Raquelita triplicó sus mimos de abuela inexperta, olvidó por un tiempo sus clases de flamenco y se instaló en casa, para hacer scones duros, y tortas inexplicablemente apelmazadas. Tía Mercedes, cosía ropita para las muñecas, y tío Ernesto, proponía además del chinchón, otros juegos de naipes, para suplantar a papá, que repentinamente olvidó las reglas de las Damas Chinas, y se le instaló en la mirada una tristeza vaga que pretendía ocultar, con sonrisas destempladas.

Los días comenzaron a tener el color de la espera, se hicieron interminables, monótonos, marcados todos por la melancolía. Y sobrevolaba alrededor, algo más que la tristeza de estar lejos de mamá.

No puedo recordar cómo lo supe. Hay una nube oscura que cubre esos días, pero aquella mañana al ver a mi abuela, tuve la sensación de que algo nos estaba pasando. Alejado el encanto de estar en cama, de a poco dejé el cuarto para desayunar en la cocina. Hasta  esa mañana en que sorprendí a Raquelita secándose las lágrimas. No sabía bien por qué, pero la casa de pronto se hizo enorme y hueca, un silencio despiadado se apoderó de todos los cuartos.

No sé cuánto tiempo pasó desde el momento  que llamaron al doctor Colmena, y el día que me levanté  de la cama. Pero recuerdo muy bien, esa vez que ví a tía Mercedes parada en la puerta, con la mantilla celeste y envuelto en ella a mi hermano recién nacido. Sin explicación, una enfermedad infantil, supuestamente podía malograr un embarazo, sin embargo, allí estaba Fernando, fuerte y pujante, desafiando a la muerte que se había llevado a mi mamá.
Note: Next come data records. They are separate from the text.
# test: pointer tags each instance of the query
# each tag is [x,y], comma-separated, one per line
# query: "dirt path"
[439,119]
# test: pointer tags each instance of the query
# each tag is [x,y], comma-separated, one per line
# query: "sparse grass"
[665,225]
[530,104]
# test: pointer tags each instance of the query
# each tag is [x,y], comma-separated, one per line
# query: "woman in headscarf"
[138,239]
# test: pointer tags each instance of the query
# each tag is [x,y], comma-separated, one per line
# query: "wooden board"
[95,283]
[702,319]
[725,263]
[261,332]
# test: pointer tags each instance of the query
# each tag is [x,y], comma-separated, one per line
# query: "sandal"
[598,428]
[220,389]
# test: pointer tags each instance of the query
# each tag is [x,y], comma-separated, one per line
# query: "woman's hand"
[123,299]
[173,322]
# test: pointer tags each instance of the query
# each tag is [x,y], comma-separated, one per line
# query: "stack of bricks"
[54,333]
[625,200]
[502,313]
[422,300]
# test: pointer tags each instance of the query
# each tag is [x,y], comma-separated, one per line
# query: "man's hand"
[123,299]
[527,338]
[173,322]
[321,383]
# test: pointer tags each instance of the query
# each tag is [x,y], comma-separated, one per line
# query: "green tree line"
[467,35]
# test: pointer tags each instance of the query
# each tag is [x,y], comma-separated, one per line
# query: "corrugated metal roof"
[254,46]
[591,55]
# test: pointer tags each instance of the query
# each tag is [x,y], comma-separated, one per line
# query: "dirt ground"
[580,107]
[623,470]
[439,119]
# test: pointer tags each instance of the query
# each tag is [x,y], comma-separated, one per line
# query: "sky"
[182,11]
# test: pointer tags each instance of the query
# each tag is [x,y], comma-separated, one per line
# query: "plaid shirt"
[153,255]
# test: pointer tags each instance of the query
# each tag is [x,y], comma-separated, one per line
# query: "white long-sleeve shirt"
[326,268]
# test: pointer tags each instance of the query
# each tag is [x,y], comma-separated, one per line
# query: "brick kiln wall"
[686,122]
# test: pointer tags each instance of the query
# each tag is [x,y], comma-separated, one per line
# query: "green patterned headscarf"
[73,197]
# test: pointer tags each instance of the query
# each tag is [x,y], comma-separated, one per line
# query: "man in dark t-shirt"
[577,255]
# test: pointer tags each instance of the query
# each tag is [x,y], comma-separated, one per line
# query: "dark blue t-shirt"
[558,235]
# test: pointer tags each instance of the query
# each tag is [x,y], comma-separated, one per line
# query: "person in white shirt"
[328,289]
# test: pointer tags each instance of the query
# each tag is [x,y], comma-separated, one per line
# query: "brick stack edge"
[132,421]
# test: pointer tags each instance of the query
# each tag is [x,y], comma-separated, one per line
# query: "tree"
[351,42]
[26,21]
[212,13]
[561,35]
No pregunté qué había pasado, tenía miedo a cualquier explicación, no quería pensar que mi egoísmo fuera el único culpable de lo que había sucedido. 

El otoño se había instalado en toda la casa y se resistía a replegar sus alas, y no las replegó nunca más, se apoderó para siempre de nuestras vidas, y de a poco, le fue dando su color a todas las cosas.

Una mano cruelmente prodigiosa, fue cambiando el matiz de nuestras horas, y nos  entregábamos mansos a lo que determinara.

Creo que el día que vi a mi hermano decreté el fin de mis enfermedades, porque  no volví a padecer ninguna otra. Y cuando él llegó a la edad de las eruptivas y las paperas, yo, me había convertido en una adolescente resuelta que hacía rato se había echado al hombro la angustia de un padre depresivo, y una casa que hacía aguas por todos lados. 

Y me sentí en el deber de cambiar las reglas.

No hubo libros de cuentos para Fernando, ni revistas, ni chinchón con tío Ernesto, que se había casado hacía poco con una viuda que tenía tres hijos pequeños, y le sobraban escarlatinas y varicelas para entretenerse.

Raquelita ya casi no contaba, porque a su actitud de abuela distraída, le sumó ese color de tristeza que la mantenía más ausente aún.

A tía Mercedes, el  parte médico sobre el avance de la cura se lo pasaba por teléfono, porque sus nanas empezaron a aparecer, y la convencí de que no era necesario que se molestara en venir.

Sola me arreglaba muy bien para cuidar a Fernando; sin juegos de naipes, sin cuentos, y sin  Damas Chinas. Pero  entregada a él con devoción, en un silencio respetuoso, en medio de un ambiente aséptico y casi hospitalario.